C preprocessor

From ArticleWorld


The C preprocessor (usually abbreviated as cpp) is the preprocessor of the C language, a program invoked to handle special directives like #include or #define. Although it is mostly used by C/C++ compilers, the C preprocessor is not necessarily tied to it, and, as its syntax is not specific to the C programming language itself, it can be used by other programs as well.

The traditional method used by its implementations is to use a four-phase transformation, with phases occurring consecutively, one at a time; more recent implementation blend these phases, but they must appear as consecutive and one at a time to the compiler.

The four phases

  1. The replacement of trigraphs. The preprocessor finds all trigraph sequences and replaces them with the relevant characters, whenever trigraphs are actually used.
  2. The line splicing. The preprocessor looks for all the lines continued with an escaped newline, splicing them so that they make up logical lines
  3. The tokenizing. The result of the two first phases is tokenized and converted to a series of preprocessing tokens; the comments are replaced by newlines
  4. The Macro Expansion and the Directive Handling. In this phase, the macros are expanded completely, along with the _Pragma operators.

Usage

The C preprocessor is a fundamental tool in C programming. In fact, the first C statement a programmer learns is actually a preprocessor statement: the #include statement. The statement:

#include <unistd.h> 

will be translated by the C preprocessor by actually copying the contents of unistd.h to the file, so that any macro or function defined in the unistd.h file is available to the file that includes it.

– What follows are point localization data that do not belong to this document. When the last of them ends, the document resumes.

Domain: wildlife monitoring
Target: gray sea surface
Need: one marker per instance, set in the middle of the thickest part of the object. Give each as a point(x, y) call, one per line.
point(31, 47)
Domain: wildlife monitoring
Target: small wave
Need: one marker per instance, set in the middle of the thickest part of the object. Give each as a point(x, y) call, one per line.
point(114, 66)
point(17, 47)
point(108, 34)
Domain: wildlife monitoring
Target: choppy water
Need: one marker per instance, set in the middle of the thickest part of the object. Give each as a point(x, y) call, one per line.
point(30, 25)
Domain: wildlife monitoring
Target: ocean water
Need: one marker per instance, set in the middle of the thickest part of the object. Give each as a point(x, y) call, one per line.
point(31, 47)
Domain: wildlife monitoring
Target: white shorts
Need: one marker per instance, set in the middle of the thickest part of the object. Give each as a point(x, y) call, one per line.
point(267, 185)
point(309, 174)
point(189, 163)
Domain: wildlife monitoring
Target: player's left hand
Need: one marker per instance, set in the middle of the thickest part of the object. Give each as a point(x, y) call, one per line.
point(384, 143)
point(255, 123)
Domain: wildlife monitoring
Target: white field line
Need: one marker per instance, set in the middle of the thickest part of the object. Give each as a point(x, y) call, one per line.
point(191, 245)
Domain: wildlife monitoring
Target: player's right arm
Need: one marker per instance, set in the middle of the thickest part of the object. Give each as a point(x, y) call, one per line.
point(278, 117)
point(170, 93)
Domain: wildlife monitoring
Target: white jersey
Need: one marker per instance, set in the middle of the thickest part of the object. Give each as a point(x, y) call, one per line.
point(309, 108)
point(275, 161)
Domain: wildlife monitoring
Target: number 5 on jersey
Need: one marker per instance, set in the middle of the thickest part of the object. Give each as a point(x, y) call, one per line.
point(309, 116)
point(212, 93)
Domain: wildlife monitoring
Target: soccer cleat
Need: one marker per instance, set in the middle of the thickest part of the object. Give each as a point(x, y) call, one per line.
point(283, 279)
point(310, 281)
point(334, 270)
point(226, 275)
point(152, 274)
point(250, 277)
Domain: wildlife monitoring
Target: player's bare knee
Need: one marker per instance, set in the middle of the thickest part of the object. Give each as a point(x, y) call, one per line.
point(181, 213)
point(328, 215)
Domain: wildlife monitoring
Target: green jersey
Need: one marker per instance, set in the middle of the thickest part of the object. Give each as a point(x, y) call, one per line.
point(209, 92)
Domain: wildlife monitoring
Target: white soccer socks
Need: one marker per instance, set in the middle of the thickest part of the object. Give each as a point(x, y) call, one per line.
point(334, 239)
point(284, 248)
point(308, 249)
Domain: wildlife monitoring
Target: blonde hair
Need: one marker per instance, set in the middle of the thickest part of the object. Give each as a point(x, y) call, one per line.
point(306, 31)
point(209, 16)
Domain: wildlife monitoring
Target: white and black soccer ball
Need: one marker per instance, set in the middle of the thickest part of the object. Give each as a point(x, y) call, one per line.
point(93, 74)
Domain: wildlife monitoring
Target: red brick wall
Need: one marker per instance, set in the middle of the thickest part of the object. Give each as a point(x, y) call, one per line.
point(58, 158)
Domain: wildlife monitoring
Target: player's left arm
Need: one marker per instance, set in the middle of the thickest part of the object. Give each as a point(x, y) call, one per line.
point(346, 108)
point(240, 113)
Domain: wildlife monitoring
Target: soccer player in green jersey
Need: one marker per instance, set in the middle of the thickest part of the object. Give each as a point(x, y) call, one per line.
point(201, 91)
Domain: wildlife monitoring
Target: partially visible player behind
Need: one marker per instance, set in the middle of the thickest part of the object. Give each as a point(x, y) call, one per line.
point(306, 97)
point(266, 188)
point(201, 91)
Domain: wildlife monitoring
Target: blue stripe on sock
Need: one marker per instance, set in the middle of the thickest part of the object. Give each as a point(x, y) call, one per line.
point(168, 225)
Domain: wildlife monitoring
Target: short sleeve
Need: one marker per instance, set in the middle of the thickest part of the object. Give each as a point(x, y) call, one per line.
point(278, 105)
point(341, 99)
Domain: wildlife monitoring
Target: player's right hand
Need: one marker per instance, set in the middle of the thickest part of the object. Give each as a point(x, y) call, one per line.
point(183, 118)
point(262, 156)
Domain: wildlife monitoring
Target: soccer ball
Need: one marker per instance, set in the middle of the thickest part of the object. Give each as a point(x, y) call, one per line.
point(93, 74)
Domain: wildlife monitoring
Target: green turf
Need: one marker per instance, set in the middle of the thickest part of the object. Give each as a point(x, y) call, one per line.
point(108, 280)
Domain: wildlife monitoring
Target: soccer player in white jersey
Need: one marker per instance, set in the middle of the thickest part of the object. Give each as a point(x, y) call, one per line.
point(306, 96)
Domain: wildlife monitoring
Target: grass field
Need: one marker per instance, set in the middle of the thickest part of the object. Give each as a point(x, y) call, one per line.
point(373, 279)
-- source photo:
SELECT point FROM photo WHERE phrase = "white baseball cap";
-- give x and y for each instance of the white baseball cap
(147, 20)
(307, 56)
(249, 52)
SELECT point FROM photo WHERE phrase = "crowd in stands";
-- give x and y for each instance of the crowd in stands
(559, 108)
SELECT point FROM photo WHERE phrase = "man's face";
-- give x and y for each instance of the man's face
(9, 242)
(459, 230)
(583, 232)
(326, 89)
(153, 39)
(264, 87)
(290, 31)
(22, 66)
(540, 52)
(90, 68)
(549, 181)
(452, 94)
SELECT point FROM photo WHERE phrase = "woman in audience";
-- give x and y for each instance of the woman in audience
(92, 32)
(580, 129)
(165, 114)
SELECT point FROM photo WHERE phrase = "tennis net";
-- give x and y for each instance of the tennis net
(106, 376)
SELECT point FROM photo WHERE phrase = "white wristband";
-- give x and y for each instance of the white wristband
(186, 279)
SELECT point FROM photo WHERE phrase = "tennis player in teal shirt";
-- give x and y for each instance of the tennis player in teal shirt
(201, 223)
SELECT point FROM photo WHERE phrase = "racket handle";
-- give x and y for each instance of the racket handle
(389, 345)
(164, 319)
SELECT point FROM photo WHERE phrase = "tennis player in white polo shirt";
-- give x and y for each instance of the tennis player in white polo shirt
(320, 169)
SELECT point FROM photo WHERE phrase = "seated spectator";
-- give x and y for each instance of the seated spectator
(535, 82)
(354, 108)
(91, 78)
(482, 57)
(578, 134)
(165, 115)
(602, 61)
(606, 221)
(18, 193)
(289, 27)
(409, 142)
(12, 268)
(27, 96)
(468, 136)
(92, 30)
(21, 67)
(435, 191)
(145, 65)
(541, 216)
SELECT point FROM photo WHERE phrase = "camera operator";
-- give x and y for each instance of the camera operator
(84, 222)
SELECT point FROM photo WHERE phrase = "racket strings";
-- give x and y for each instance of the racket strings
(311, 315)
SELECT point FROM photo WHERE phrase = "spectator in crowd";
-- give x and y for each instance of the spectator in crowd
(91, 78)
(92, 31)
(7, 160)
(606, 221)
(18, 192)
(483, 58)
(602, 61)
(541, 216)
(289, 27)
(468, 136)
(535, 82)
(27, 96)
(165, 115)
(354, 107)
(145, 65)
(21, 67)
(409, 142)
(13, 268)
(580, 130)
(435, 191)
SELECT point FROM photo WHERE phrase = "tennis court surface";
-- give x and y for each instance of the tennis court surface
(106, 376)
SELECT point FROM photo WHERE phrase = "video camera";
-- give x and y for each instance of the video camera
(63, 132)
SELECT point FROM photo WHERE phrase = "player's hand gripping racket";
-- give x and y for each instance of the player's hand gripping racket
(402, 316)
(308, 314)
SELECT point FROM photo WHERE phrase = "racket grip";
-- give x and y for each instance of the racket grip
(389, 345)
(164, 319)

Another important use of the C preprocessor is to decide what headers and functions will be used at compile time. For example:

#define __SDL__
#ifdef __SDL__
#include <sdl.h>
#else
#include <opengl.h>
#endif

Macros are often used in C programming. The C preprocessor will expand the encountered macros into their defined form. For example:

#define AGE 27

defines a simple, object-like macro denoted by "AGE". When used in a program, AGE will be replaced by 27, so:

cout << AGE

is equivalent to:

cout << 27

More complex macros can be defined as well, including macros expandable to functions.